In Coppage v. Green, 2007 WL 845909, the Court of Appeals again addressed the issue of paternity fraud and the request for DNA paternity testing and placed significance on the fact the putative father had made prior effort to question the paternity of the minor child at issue. Specifically, the Court stated that:

“[T]he father attempted to get a DNA test within a year of admitting to paternity. The father hired a lawyer who was unable or inadequate to in obtaining access to a DNA test. Furthermore the father lacked the fund or was out of the country during the ensuing years when he should have filed for a DNA test. The Court finds that pursuant to the case of Taylor v. Wilson, such is a case for “exceptional relief”. Justice and equity demand that the truth of the child’s parentage be determined. The Father’s attempt within one year coupled with the father’s military absences, justify a reconsideration of the father’s requested DNA…. The appellate court has observed that “true parentage is the end that should be pursued by the courts in paternity actions. This Court has also stated that, under Tennessee law, “it is of overriding importance…that one conclusively established in law not to be the father of a child be not declared as the father of that child.”

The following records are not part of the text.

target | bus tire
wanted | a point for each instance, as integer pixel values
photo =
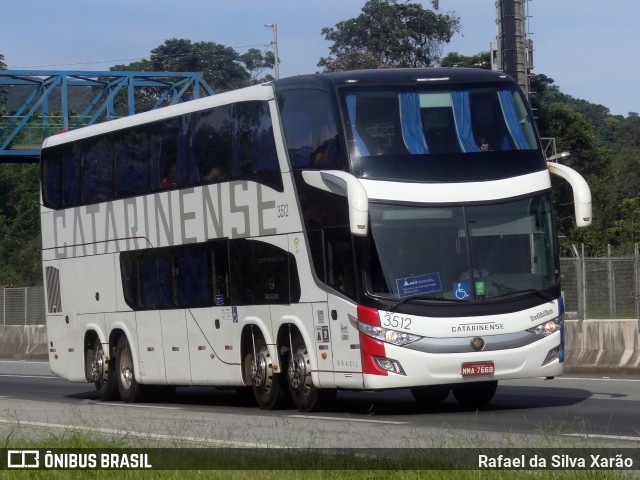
(130, 390)
(476, 393)
(431, 393)
(269, 389)
(306, 396)
(101, 372)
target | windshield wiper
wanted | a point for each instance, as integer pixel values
(420, 297)
(541, 294)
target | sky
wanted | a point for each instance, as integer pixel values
(589, 47)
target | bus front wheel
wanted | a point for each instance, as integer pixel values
(130, 390)
(306, 396)
(474, 394)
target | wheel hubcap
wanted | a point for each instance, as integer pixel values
(259, 371)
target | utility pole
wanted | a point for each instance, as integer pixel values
(513, 51)
(274, 26)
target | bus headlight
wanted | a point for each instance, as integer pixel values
(548, 327)
(387, 335)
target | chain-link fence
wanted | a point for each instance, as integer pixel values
(22, 306)
(593, 287)
(601, 287)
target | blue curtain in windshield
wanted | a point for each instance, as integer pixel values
(462, 115)
(411, 123)
(361, 148)
(513, 122)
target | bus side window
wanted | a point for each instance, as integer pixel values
(131, 157)
(193, 278)
(254, 152)
(71, 161)
(156, 280)
(310, 129)
(97, 171)
(261, 274)
(339, 260)
(52, 177)
(211, 145)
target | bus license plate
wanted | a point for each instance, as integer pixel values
(477, 368)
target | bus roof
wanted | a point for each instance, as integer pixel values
(406, 76)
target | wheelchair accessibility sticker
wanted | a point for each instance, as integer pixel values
(462, 291)
(419, 284)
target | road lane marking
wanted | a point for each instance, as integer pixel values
(145, 435)
(129, 405)
(602, 436)
(599, 379)
(343, 419)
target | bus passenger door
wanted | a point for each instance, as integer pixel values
(340, 275)
(345, 340)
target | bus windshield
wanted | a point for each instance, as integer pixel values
(463, 133)
(462, 253)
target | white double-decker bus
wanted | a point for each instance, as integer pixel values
(359, 230)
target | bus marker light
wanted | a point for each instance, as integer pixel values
(474, 369)
(390, 365)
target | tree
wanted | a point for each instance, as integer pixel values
(389, 33)
(626, 231)
(19, 225)
(223, 68)
(574, 133)
(454, 59)
(3, 93)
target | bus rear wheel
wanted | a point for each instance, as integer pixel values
(476, 393)
(130, 390)
(306, 396)
(268, 387)
(101, 372)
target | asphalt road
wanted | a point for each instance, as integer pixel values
(567, 411)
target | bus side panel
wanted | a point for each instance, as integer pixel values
(175, 345)
(58, 345)
(150, 348)
(89, 283)
(214, 352)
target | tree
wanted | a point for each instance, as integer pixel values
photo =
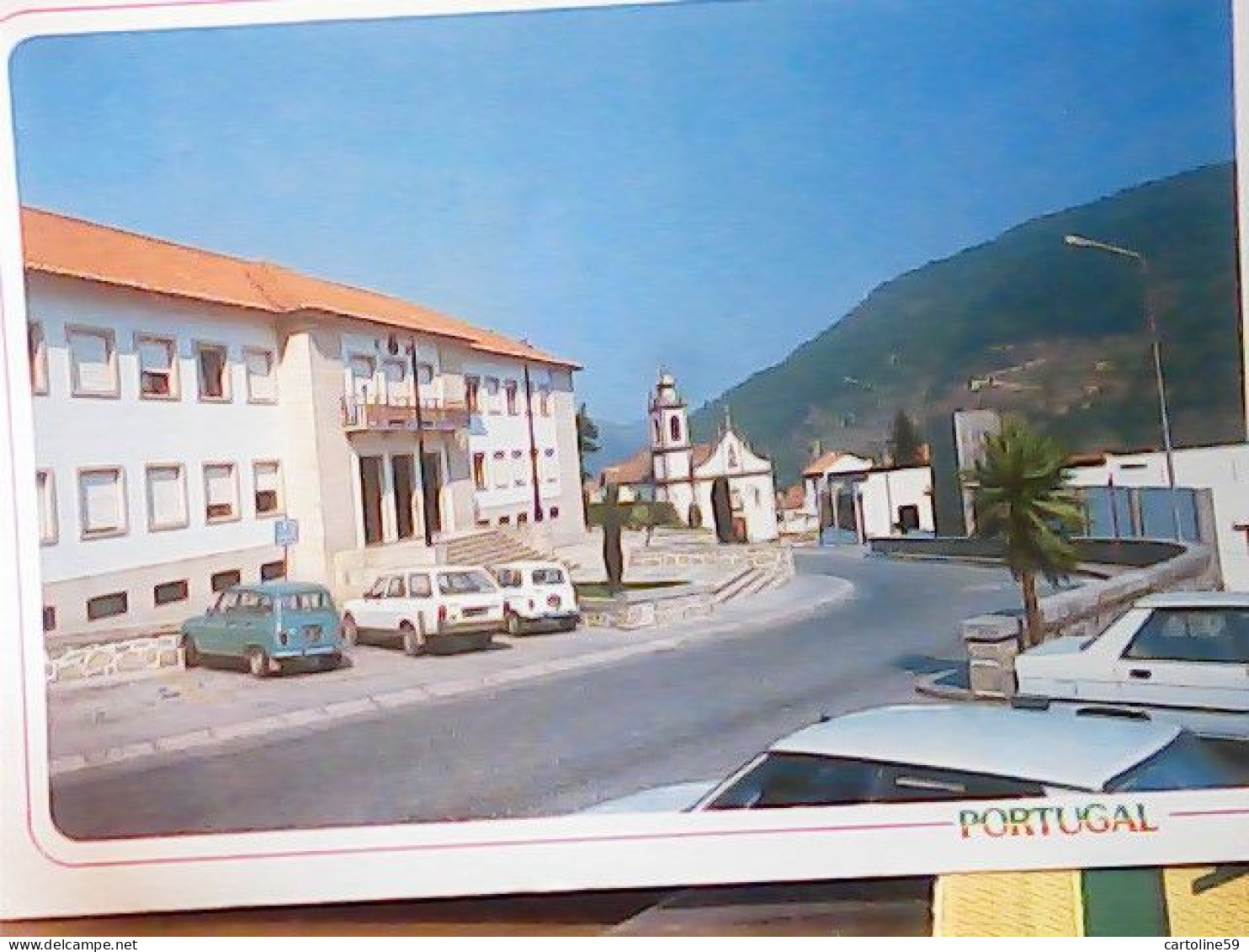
(906, 445)
(1023, 500)
(587, 439)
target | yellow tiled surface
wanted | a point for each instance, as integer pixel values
(1034, 903)
(1222, 910)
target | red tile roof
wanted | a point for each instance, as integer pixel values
(74, 247)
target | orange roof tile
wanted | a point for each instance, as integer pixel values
(74, 247)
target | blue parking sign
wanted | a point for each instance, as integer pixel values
(286, 533)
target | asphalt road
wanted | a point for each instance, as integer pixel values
(564, 742)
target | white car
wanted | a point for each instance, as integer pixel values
(428, 610)
(537, 596)
(968, 751)
(1181, 656)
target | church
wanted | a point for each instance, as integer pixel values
(673, 469)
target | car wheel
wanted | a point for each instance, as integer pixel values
(412, 640)
(258, 662)
(350, 631)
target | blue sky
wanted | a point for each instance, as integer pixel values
(702, 185)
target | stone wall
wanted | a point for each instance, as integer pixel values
(993, 640)
(98, 658)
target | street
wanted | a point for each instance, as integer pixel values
(567, 741)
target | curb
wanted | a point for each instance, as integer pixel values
(332, 714)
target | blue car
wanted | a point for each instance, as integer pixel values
(270, 626)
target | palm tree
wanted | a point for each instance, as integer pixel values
(1023, 500)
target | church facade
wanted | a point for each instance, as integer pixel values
(673, 469)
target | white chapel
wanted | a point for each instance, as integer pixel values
(673, 469)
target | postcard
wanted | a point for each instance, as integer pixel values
(459, 449)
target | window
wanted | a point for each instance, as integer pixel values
(1209, 635)
(167, 497)
(465, 583)
(214, 366)
(106, 606)
(45, 487)
(93, 363)
(268, 479)
(103, 503)
(261, 376)
(169, 593)
(36, 348)
(157, 368)
(220, 492)
(220, 581)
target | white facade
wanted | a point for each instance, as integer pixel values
(174, 431)
(1225, 470)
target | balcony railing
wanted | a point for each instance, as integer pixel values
(399, 414)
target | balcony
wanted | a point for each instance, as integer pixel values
(397, 415)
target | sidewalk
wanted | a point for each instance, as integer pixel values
(174, 710)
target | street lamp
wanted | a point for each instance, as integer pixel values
(1151, 324)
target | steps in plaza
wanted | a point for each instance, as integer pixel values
(487, 547)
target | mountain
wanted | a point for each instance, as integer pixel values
(1060, 332)
(616, 443)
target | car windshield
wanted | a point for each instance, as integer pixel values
(464, 582)
(1188, 763)
(306, 601)
(805, 779)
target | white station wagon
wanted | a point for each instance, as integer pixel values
(431, 610)
(537, 596)
(1179, 656)
(942, 753)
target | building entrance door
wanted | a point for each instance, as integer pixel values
(371, 497)
(433, 492)
(404, 481)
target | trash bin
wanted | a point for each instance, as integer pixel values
(992, 644)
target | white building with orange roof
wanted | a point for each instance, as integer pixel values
(183, 402)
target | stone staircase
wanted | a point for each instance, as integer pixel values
(747, 581)
(490, 546)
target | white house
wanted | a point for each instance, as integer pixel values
(676, 470)
(185, 402)
(1225, 470)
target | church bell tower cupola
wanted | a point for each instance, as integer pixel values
(670, 433)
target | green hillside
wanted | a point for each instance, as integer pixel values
(1060, 330)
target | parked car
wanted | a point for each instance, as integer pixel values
(537, 596)
(433, 610)
(271, 626)
(1181, 656)
(916, 753)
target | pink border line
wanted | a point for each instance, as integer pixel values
(348, 851)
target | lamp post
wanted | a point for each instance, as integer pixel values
(1151, 325)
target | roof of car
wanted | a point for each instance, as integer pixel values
(279, 588)
(1047, 746)
(1195, 600)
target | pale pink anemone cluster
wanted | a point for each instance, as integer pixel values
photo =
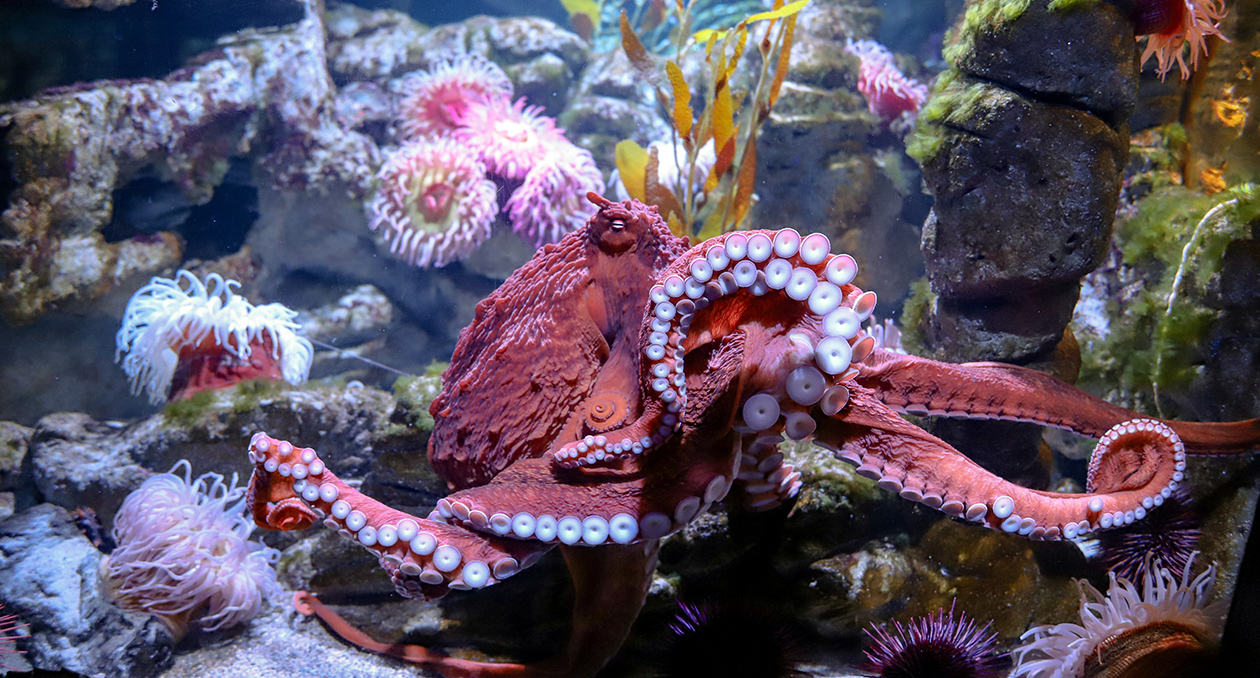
(890, 95)
(435, 204)
(461, 131)
(184, 553)
(1195, 23)
(1061, 650)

Finally, if the Court finds at a hearing that there is substantial likelihood that fraud, duress, or a material mistake of fact existed in the execution of the acknowledgement of paternity, then the court shall issue parentage tests. “Such action shall not be barred by the five (5) year statute of limitations where fraud in the procurement of the acknowledgment by the mother of the child is alleged and where the requested relief will not affect the interests of the child, the state, or any Title IV-D agency.” However, the Father is not necessarily required to prove “fraud, duress, or a material mistake of fact” by specific and affirmative actions on the part of the Mother, but rather may rely upon her silence as such evidence, as held in In re T.M.S, whereas the Court stated that:

“It is undisputed that Mother failed to disclose to Mr. S, when the child was born and he was asked to sign the child’s birth certificate as the child’s father, that she had had sexual relations with at least one other man during the pertinent time period. Irrespective of any personal belief Mother may have had that Mr. S was the child’s biological father, it is certainly arguable that she had a duty to speak at that time, so her failure to do so was fraudulent concealment.”

Tennessee law strongly favors the requirement that biological parents bear responsibility for their own biological children. The same policy also favors relieving putative fathers of the burden of supporting children who have been shown, through conclusive evidence such as DNA testing, not to be their natural offspring. Although the state, admittedly, has an interest to safeguard public funds by requiring that biological parents provide for their children and the burden of doing so does not fall onto the taxpayers, any such interest of the state does not outweigh the interest of the Father to be free of the financial burden to support a child that he may not have fathered. Know your legal rights when you question the paternity of a child that you have been ordered to pay child support for.